B. pertussis and pertussis toxin have been used for more than 50 years to induce neuropathology in the primary animal model of MS, experimental autoimmune encephalomyelitis. ILiAD is researching the potential of nasal B. pertussis colonization to induce neuroantigen sensitization and neuropathology, and the ability of our technology to prevent such disease.
In addition to noting the concurrent decades-long rise in rates of B. pertussis and celiac disease in the United States, we have published on the extraordinary covariation between rates of celiac disease in Swedish children and the incidence of whooping cough in Sweden at the end of the last century.
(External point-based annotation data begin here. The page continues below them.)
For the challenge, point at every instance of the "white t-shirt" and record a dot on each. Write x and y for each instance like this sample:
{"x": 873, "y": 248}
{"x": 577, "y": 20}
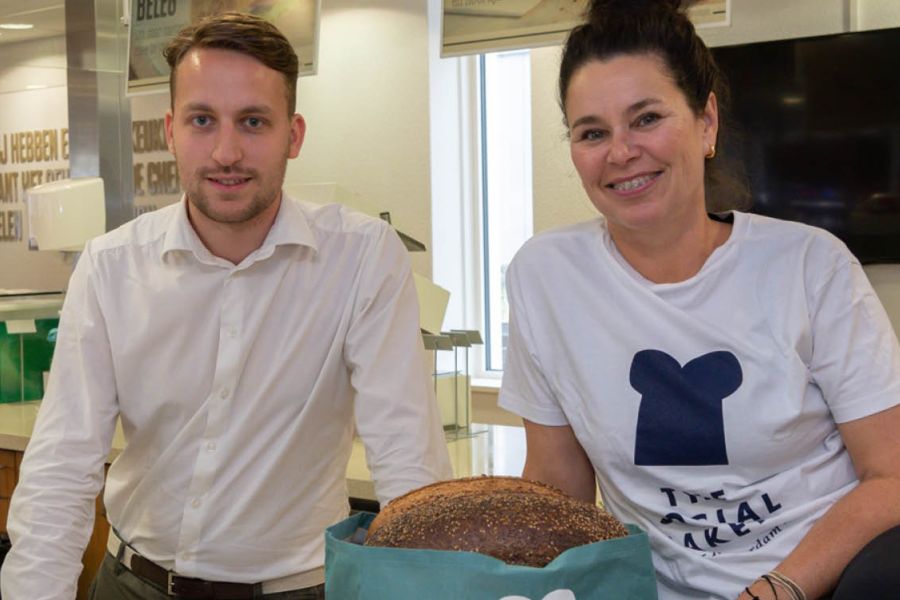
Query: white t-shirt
{"x": 708, "y": 406}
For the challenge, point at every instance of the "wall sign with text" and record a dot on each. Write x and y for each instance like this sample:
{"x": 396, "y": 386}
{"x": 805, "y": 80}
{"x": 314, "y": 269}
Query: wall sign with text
{"x": 154, "y": 22}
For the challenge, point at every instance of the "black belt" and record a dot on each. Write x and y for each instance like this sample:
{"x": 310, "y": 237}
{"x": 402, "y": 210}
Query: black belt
{"x": 190, "y": 588}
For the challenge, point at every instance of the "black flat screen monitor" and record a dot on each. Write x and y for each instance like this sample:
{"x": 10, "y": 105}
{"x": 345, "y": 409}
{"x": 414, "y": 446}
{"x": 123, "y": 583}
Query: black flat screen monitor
{"x": 818, "y": 130}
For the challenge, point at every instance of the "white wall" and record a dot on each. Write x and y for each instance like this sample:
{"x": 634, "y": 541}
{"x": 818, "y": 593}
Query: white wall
{"x": 558, "y": 196}
{"x": 367, "y": 111}
{"x": 32, "y": 97}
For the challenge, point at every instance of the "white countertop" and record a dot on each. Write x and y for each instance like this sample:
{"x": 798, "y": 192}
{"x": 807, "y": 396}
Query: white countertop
{"x": 480, "y": 450}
Evidence suggests that B. pertussis colonization may induce mucosal sensitization to co-localized gliadin in the nasopharynx and play a major unrecognized role in the onset of celiac disease.
The cessation of B. pertussis immunization in Sweden in 1979 (↑) preceded a rise in B. pertussis in the 1980s, persisting until acellular B. pertussis vaccination trials in 1993-1994 (↑↑) and broad implementation of B. pertussis vaccination in 1996 (↑↑↑) (red line). The incidence of CD in Swedish children < 2 years of age, based on data from Olsson et al. (dashed blue line), closely tracks pertussis incidence in Sweden during this period.